One to One: Lennon, Yoko and America of the 70s
Those who have familiar with the Beatles and the careers of the four post-schools, know well that in the ten years between the end of the band (1970) and his disappearance (1980), John Lennon performed in a single complete concert (without considering, that is, some appearances in which he performed a reduced set), on August 30, 1972, and called One to One. This is to provide the title to the new documentary “One to One: John & Yoko”, lasting 100 minutes and codirect from Sam Rice-Edwards and Kevin MacDonald, winner of an Oscar for the documentary “One day in September”. It will be in cinemas from 15 to 21 May.
The result is remarkable: not a documentary in the strict sense on Lennon’s performance at the Madison Square Garden (indeed two, one afternoon and one evening, as per the practice of the time), but rather a chronicle of about a year and a half (August 1971-Marzo 1973) that John & Yoko spent in an apartment at the Greenwich Village, immersed in the New York counterculture of the era-in contact with contact with contact with contact Figures such as Jerry Rubin, John Sinclair (it was precisely the participation of the Lennon in a concert in his support, where 15 thousand people noticed, who made the release of the latter possible, sentenced to ten years in prison for possession of cannabis) and Allen Ginsberg – and also immersed in the thousand programs offered by the glittering and very rich television schedules of the time, between invitations to consumer, CHRONY ACTS, in a mixture of dramatic and grotesque.
How to shake the consciences from “apathy” (term used several times by John) and how to help unhinge the system – there are naturally images and words of the then Nixon president, whose administration hired a battle without exclusion of shots against John and Yoko, trying in vain to expel them from the country on several occasions – is the heart of the activism of the spouses Lennon, made in an interesting way through Listening to numerous seizures of phone calls between the two and journalists, activists, colleagues: mind you, they are not reconstructions, but of the original ribbons, which Lennon himself had begun to document when he suspected of being intercepted by the government authorities (true). It is therefore, this “One to One” is a cross -section of American society and politics of those early seventies and its contradictions.
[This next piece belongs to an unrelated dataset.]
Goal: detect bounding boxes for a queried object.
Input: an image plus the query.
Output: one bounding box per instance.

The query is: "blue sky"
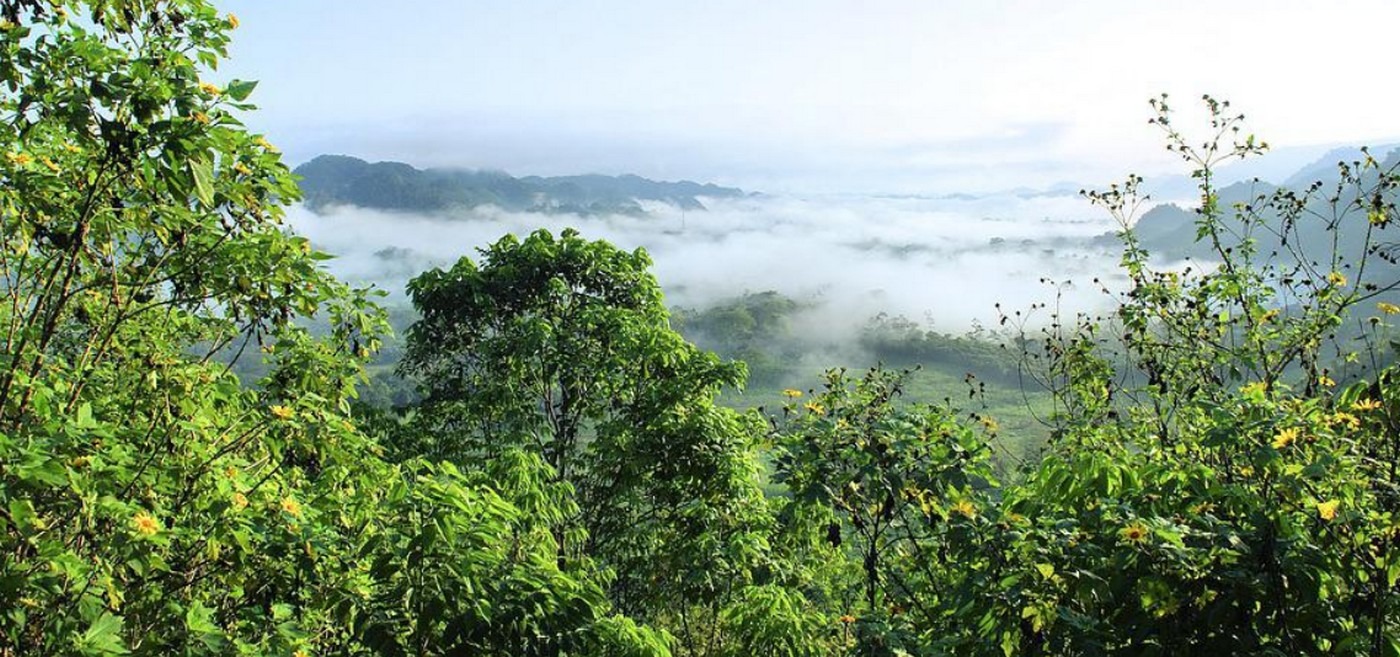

Contradictions of which Lennon himself was prey, and which determined its detachment from the “movement” and the folding towards a more private dimension, made of greater concreteness: it was in fact the emotional wave of a report by Geraldo Rivera about the abuses perpetrated on children with mental retardation guests at the Willowbrook structure to push John & Yoko to organize the famous concert, some songs of which The audio supervised by Sean Lennon, the performances are remixed and boast a very clean sound, and come from the excellent evening concert, therefore different from those included in the album Live in New York City of 1986) are the backdrop to the documentary.
“One to One” also gets appreciated for the few but essential flashbacks (the therapy of primary urlo, which John and Yoko undertook with Dr. Janov in 1970) and for the excellent focus on the figure of the honor, perhaps more appreciable here than ever.